小林恭二『電話男』(ハルキ文庫)

面白かった。こういうスパッと読める文庫文で過ごす休日というのは、特別な出来事がなくても特別な一日になりうる。

以下、二つのレベルから簡潔なメモ程度に。まず個人的な思い出から語ると、この小説に初めて出会わせてくれたのは清水良典ほか編のアンソロジー『高校生のための小説入門』(筑摩書房)だった。抜粋だったにもかかわらずそこに展開されていたこころよい言語遊戯はスタッカートの音を響かせ、内なる幼児性を刺激してくれたものだった。

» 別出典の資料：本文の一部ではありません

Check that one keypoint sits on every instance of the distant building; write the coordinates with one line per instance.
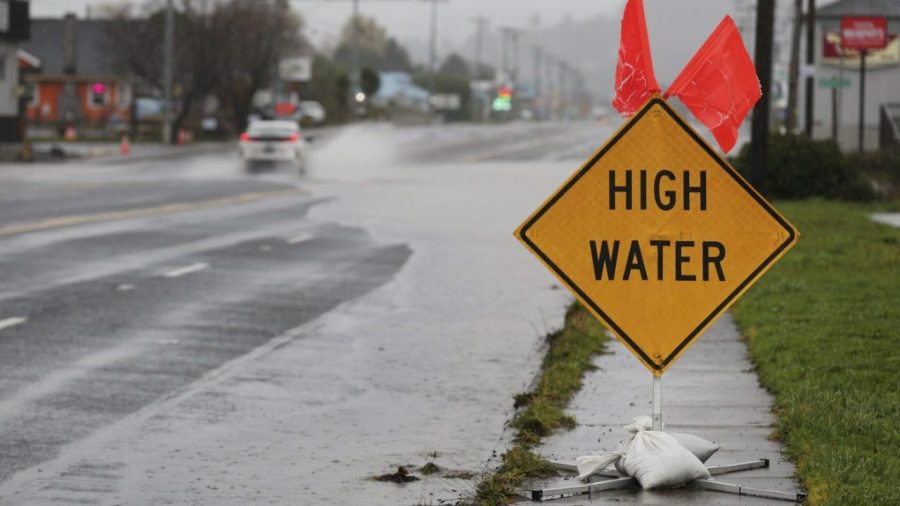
(76, 84)
(397, 90)
(14, 28)
(837, 73)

方法論の方にもう少し目を寄せると、これは技術的な水準のかなり高い小説であり、筒井康隆現代文学三条件としている「実験性・SF・笑い」がドンピシャにあてはまるなあと読みながら感じていた。良質の日本ポストモダン文学としてなぜか自分の胸の中では中井紀夫「山の上の交響楽」と同じグループにしまいこまれたのだけど、それ以上を言おうとすると個別の作品評を超えてしまうのでこの辺でやめておきます。

もうひとつだけ着目したいのは改行の仕方の非凡さ!この刻みかたとそれを成り立たせる文体の個性は、たとえばロジャー・ゼラズニイのそれと同じようにライトノベル作家を今からでも刺激しうると思うのですがベタな発想でしょうか。